Sort Transformation can be used to sort incoming data stream. In addition, the Sort Transformation distinct option can be used to remove duplicate values from the input.
Sort Transformation is a blocking transformation meaning that the input records are accumulated until the end of input. Blocking transformations affect the performance of overall dataflow because subsequent steps cannot execute until all the records have been received and processed by the blocking transformation.
Sort Transformation uses storage on the server for temporary data during sorting. The server must have enough capacity to store the entire data set and index.
How to Use Sort Transformation
To add a Sort transformation, drag the Sort object from the Transformations group in the Toolbox and drop it on the dataflow.
Map the fields from the source object to the Sort transformation object and configure the transformation properties.
To configure the properties of a Sort object after it was added to the dataflow, right-click on it and select Properties from the context menu. The following properties are available:
Layout Builder screen:
Layout builder screen allows you to add or remove fields in the field layout, as well as select their data type. The fields added in the Layout Builder will be shown in the Input node inside the object box.
Sort Transformation Properties screen:
Return Distinct Values Only – check this option to remove duplicate values from the output.
Note: Only the combination of key fields, which you select in the grid, is checked for duplicate values. If you specify a subset of key fields instead of the entire layout, you may lose non-duplicate records when the combination of key fields returns a duplicate.
Treat Null as the Lowest Value – turn this option on to have a Null value returned first in the Ascending sort order, and conversely, have the Null value returned last in the Descending sort order.
Case Sensitive – turn this option on if you require case sensitive comparison for strings.
Finally, select key fields in the grid and apply Ascending or Descending sort order to each field
General Options screen:
This screen shares the options common to most objects on the dataflow:
Clear Incoming Record Messages
When this option is on, any messages coming in from objects preceding the current object will be cleared.

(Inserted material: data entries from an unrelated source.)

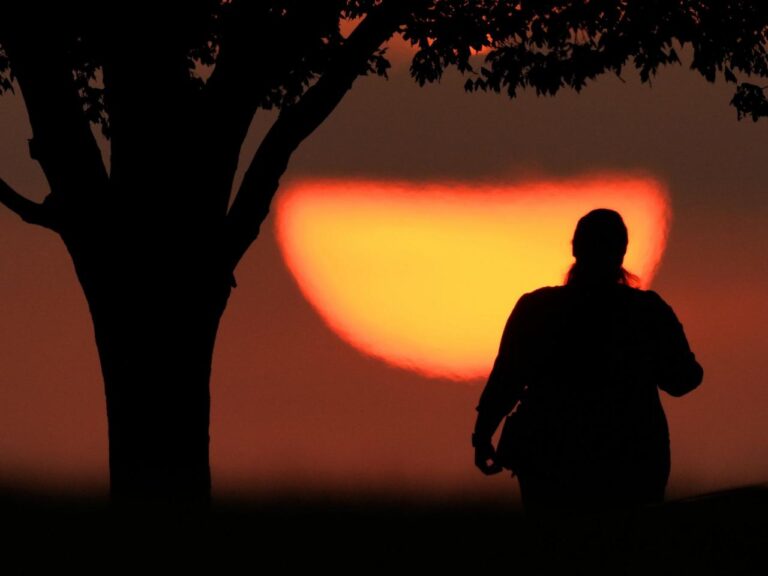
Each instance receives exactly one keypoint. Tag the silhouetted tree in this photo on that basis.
(156, 235)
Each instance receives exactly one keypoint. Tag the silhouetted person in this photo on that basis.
(583, 363)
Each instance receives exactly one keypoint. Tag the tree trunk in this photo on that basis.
(156, 311)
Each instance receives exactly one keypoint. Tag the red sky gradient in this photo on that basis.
(296, 406)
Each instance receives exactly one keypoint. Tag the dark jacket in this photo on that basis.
(585, 364)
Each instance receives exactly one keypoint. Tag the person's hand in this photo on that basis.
(485, 459)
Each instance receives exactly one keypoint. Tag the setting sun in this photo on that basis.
(424, 275)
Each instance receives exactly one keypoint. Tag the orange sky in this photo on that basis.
(294, 405)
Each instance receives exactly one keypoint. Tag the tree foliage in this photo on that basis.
(288, 44)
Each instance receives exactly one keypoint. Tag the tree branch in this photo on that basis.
(296, 122)
(29, 211)
(62, 140)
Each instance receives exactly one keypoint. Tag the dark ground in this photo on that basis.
(721, 533)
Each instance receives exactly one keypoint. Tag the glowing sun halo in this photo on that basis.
(424, 276)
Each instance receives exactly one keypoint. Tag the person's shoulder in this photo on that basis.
(542, 296)
(649, 299)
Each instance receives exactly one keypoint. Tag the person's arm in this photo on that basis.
(502, 390)
(678, 372)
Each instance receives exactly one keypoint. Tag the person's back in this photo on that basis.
(586, 361)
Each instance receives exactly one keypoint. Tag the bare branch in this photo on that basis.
(29, 211)
(298, 121)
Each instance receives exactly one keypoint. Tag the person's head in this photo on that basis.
(599, 245)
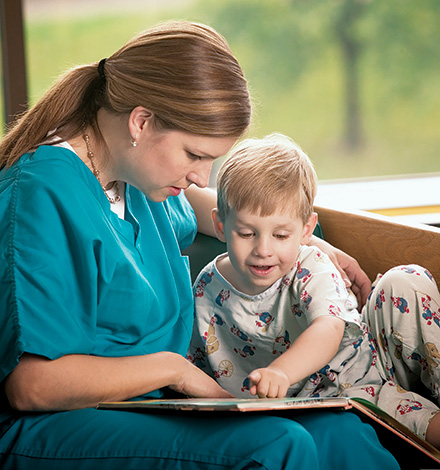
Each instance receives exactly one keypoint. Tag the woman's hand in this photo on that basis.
(269, 382)
(352, 274)
(194, 382)
(81, 381)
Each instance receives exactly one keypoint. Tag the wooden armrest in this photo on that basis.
(378, 243)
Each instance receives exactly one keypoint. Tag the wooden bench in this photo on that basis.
(378, 243)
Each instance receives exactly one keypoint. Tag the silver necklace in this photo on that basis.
(115, 185)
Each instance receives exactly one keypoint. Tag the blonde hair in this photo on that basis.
(264, 175)
(184, 72)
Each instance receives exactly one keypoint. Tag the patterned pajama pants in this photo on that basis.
(403, 313)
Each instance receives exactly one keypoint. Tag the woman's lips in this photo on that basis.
(175, 191)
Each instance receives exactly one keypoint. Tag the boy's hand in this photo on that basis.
(269, 383)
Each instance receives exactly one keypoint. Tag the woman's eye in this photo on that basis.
(192, 156)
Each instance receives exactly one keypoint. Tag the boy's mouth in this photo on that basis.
(261, 270)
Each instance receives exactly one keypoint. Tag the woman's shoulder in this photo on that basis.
(48, 168)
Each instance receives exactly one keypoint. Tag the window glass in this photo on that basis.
(354, 82)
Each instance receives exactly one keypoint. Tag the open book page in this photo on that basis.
(363, 407)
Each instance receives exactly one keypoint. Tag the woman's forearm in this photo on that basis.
(78, 381)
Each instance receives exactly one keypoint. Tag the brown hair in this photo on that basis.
(264, 175)
(183, 72)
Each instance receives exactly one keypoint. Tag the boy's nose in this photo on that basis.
(263, 247)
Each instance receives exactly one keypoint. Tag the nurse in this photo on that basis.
(95, 297)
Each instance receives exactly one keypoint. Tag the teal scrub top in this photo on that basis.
(77, 279)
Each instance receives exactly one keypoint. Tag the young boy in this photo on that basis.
(273, 316)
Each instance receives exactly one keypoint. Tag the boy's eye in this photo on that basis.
(245, 234)
(192, 156)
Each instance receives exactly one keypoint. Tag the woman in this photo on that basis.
(95, 298)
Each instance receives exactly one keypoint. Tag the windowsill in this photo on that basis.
(407, 198)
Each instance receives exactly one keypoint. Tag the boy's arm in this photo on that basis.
(312, 350)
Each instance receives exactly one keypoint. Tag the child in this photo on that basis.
(273, 316)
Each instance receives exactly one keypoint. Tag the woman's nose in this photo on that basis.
(201, 176)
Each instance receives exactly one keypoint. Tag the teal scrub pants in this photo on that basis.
(104, 439)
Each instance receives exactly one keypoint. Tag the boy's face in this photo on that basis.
(261, 249)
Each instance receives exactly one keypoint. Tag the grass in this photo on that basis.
(400, 131)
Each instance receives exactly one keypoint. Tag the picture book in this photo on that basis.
(279, 405)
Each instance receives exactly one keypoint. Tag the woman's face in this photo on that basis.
(164, 163)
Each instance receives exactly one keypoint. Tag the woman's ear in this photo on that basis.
(308, 228)
(218, 225)
(139, 120)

This is useful when you need to capture record messages in the log generated by the current object and filter out any record messages generated earlier in the dataflow.
Do Not Process Records with Errors
When this option is on, records with errors will not output by the object. When this option is off, records with errors will be output by the object, and a record message will be attached to the record. This message can then feed into downstream objects on the dataflow, for example, a destination file that will capture record messages, or a log that will capture the messages and as well as collect their statistics.
The Comments input allows you to enter comments associated with this object.